La plupart des adeptes de cette activité affirment que courir sans chaussures modifie complètement leur gestuelle. La foulée est plus courte, le nombre de pas par minutes augmente, la posture est plus relevée et l’avant du pied est posé au sol avant le talon. Que se passe-t-il avec la voûte plantaire? Les muscles de la voûte se renforcent et soutiennent mieux le pied.

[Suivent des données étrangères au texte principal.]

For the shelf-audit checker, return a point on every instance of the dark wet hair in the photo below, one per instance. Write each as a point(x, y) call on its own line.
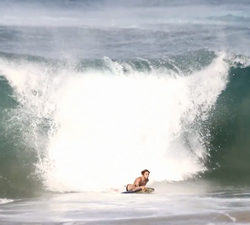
point(144, 171)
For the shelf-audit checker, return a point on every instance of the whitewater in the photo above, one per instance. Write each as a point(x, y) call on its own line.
point(91, 93)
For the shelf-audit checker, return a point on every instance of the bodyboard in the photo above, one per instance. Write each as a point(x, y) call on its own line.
point(140, 191)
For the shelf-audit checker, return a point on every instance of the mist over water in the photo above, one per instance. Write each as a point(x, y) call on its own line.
point(94, 130)
point(115, 87)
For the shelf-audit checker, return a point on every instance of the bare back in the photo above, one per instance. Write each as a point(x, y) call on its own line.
point(139, 181)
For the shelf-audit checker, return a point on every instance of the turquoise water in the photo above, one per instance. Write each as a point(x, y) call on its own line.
point(92, 92)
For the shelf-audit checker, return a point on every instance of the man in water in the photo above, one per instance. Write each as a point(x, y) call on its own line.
point(140, 182)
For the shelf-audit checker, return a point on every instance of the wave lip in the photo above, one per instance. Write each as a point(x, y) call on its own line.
point(78, 127)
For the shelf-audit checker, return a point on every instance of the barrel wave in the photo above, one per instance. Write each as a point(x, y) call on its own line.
point(82, 126)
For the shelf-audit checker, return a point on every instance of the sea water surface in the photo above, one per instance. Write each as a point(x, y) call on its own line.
point(93, 92)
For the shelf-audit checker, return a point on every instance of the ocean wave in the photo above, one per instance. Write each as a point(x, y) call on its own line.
point(75, 126)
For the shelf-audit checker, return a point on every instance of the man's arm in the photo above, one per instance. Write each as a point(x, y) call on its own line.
point(136, 184)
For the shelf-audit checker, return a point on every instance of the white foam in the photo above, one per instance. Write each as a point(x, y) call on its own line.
point(109, 125)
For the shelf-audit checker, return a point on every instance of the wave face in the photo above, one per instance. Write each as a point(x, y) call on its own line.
point(94, 124)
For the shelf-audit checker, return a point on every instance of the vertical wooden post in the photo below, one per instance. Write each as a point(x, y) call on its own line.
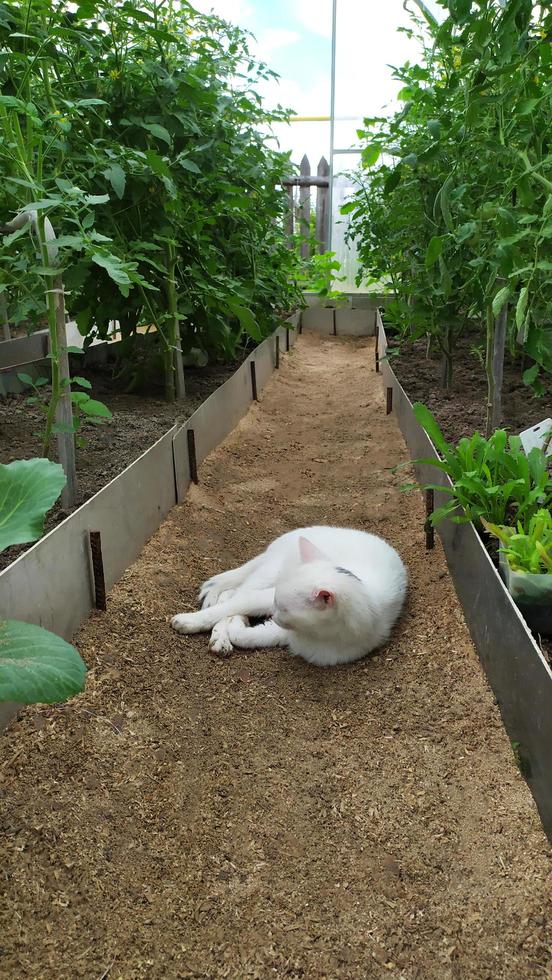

Benno Nigg, un expert en biomécanique de la course au Laboratoire de la performance humaine à l’Université de Calgary est d’accord avec les conclusions des chercheurs qui prétendent que même si les souliers ont été perfectionnés au cours des dernières années, le taux de blessure n’a pas diminué. Pour un coureur, le meilleur soulier est toujours le plus confortable. Benno Nigg indique que la mode de la course nu pieds n’est pas nouvelle, pensons à Zola Budd dans les années 80, et il croit que la tendance de fabriquer des souliers moins volumineux est là pour rester.
Si vous êtes intéressés d’aller sur les sentiers sans chaussures, effectuez la transition en douceur. Faites une course d’échauffement avant de commencer, conseillent Craig Richards et Thomas Hollowell, transportez une trousse de premiers soins et n’allez pas dans les endroits où l’on épand du sel et du gravier durant l’hiver. Dans ce cas, portez au moins des souliers minimalistes. Attendez-vous à des courbatures aux muscles qui n’auront pas été sollicités antérieurement et demandez à un physiothérapeute de vous conseiller des exercices d’étirement et d’échauffement spécifiques. Et n’oubliez pas que les durs de dur qui courent nu pieds sous zéro ont mis plusieurs années à habituer leurs pieds.
Katie Kift a dernièrement franchi une autre étape, s’adonnant à la natation en vue de faire des triathlons: satisfaite, elle affirme que la course pieds nus lui a donné une meilleure assurance.